The next two are by Pseudonymous Bosch. I bought them thinking they would be along the same lines as Jasper Fforde, Anonymous and Tom Holt's books. I did read them, but they are formulaic children's novels, which are possibly very good for the target audience, but to me the language was over simplistic, the plot fairly predictable, I wouldn't read any more personally, but would imagine that they would be very well received by readers from about age 8 to around 12. I do mean serious readers, the kind that become avid readers as adults. Titles...The Name of This Book is Secret, and This isn't What It looks Like.

The Slap by Christos Tsiolkas. A brilliant book.
"One day, at a suburban barbeque, a man slaps a child who is not his own..."
Definitely one worth reading, the book follows the repercussions that the act generates through the next year or so. Tsiolkas looks at the act from varying viewpoints. Very well written and plotted.

The Court of the Air by Stephen Hunt. A fanstasy novel following the lives of Molly Templar and Oliver Brooks. Two orphans who end up thrown together only to embark on an adveture which will either end up with them killed or they will save the world. Nowhere near as predictable as it sounds, and thoroughly enjoyable.

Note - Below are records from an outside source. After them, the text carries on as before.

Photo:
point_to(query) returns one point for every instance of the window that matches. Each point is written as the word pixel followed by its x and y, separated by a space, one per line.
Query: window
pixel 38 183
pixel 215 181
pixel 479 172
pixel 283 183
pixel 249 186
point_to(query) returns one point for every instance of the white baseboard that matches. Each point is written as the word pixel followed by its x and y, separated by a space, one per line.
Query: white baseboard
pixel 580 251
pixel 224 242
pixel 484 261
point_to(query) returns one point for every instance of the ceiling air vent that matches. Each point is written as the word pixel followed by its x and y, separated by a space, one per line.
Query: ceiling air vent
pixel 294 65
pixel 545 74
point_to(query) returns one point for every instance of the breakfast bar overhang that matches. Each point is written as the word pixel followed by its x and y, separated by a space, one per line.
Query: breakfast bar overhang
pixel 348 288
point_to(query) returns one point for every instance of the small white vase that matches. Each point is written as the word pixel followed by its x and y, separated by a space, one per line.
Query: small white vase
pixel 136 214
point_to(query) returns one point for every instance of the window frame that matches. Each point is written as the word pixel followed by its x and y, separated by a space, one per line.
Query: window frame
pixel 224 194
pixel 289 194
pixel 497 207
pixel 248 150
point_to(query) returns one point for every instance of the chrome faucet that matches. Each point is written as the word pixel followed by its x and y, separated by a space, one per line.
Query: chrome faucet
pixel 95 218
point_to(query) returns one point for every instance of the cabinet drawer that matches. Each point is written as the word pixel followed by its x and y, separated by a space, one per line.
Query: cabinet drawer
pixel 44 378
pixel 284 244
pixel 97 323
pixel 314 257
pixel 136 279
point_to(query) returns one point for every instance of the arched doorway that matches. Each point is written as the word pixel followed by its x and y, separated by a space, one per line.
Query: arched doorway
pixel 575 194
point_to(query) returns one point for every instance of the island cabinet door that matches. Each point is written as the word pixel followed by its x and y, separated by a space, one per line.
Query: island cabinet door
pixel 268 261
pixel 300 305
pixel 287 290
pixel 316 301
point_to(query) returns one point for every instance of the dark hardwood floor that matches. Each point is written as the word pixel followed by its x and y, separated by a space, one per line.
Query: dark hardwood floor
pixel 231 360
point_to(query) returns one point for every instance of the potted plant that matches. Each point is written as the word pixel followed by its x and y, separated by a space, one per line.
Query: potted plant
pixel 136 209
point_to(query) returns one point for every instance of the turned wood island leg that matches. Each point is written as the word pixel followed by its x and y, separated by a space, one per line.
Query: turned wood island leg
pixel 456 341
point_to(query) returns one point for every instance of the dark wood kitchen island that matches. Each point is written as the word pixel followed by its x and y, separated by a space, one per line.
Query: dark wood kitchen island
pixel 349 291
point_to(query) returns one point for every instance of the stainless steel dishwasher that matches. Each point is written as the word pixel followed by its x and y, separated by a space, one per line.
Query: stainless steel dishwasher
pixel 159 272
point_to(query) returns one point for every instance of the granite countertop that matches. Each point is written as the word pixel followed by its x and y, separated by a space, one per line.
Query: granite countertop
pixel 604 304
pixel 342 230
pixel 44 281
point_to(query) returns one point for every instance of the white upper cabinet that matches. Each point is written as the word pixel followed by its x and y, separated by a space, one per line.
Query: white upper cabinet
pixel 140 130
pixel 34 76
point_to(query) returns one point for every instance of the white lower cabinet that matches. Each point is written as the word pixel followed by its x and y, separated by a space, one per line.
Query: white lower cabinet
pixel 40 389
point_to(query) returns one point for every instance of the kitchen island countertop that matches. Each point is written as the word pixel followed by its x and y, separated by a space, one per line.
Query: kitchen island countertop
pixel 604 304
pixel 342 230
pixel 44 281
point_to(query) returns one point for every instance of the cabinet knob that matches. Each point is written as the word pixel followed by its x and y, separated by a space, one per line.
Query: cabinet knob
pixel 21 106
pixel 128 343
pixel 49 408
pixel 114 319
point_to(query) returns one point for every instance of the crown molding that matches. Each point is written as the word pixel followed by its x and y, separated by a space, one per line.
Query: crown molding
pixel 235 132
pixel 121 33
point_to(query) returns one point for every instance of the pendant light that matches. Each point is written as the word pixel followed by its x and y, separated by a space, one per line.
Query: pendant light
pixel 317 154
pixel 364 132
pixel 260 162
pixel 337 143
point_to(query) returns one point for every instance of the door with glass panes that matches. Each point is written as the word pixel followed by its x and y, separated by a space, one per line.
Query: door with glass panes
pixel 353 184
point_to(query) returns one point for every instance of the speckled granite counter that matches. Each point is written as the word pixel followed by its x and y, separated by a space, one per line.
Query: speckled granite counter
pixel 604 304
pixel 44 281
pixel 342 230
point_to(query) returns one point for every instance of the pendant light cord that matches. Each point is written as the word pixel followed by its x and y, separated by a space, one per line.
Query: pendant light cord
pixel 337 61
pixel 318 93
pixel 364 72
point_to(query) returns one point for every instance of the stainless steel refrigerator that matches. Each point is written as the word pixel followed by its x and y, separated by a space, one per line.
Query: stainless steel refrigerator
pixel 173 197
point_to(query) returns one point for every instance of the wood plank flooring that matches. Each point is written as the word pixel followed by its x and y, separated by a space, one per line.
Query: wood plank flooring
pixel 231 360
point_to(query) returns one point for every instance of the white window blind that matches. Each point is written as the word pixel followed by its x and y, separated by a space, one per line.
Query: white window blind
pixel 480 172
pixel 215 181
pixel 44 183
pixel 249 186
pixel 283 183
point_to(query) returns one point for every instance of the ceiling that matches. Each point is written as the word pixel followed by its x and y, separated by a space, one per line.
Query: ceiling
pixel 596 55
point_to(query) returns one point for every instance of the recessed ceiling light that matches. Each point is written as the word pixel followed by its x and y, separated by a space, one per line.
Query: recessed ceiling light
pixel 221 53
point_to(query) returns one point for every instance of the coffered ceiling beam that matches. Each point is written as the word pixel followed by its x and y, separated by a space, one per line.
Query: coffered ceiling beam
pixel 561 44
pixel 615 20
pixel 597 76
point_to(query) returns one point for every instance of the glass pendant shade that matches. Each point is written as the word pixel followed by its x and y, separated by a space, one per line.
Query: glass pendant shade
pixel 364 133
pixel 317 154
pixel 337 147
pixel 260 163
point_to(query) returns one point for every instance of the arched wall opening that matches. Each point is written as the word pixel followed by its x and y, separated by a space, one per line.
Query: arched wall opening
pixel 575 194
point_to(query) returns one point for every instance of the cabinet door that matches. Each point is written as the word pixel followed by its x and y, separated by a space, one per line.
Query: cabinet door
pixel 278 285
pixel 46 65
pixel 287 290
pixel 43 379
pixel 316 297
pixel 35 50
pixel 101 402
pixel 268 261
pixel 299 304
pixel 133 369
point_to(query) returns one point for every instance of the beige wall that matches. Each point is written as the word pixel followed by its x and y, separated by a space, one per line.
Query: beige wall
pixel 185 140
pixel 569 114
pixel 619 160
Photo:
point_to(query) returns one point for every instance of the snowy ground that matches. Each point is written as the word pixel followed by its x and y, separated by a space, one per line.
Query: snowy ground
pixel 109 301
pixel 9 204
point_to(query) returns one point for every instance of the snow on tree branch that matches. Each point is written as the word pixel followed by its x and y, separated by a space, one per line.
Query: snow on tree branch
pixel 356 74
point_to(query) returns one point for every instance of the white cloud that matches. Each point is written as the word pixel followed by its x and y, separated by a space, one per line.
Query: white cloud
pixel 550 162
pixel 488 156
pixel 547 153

Love in a Torn Land by Jean Sasson. This is a biography following the life of a Kurdish woman, Joanna, during 19987 mainly, when Saddam Hussein had ordered his cousin "Chemical ALi" to bombard Bergalou, and other villages within the Kurdish area of Iraq. The true story is a real eye opener from someone who was there and lived to tell the tale.
I don't normally read biographical accounts, but this one had me hooked from start to finish.

A Great and Terrible Beauty by Libba Bray. This book is aimed at the teenn/young adult market, but is not condescending in any way. As with most books it starts just before the heroine loses her mother, she is then sent to England from India, and is enrolled at a boarding school...very "Little Princess" up to there, but Gemma is 16 years old, and finds herself prone to strange dreams , that draw her into a group of girls. A mystery unfolds. There is some passages in the book where the reader is taken into a "spirit world" that is very real to the girls in Gemma's circle.
A good book.

Valhalla by Tom Holt. :) I was given this for Mother's Day from my daughter, she'd managed to get hold of a signed copy for me. It is just as good as Holt's other books. Tom Holt has taken the idea of Valhalla and given it a unique twist of his own. If you like crazy situations, Tom Holt, and haven't read this book, what are you waiting for? Track it down immediately.

That's all for today. There is still a pile of 9 books that I have read and not blogged about.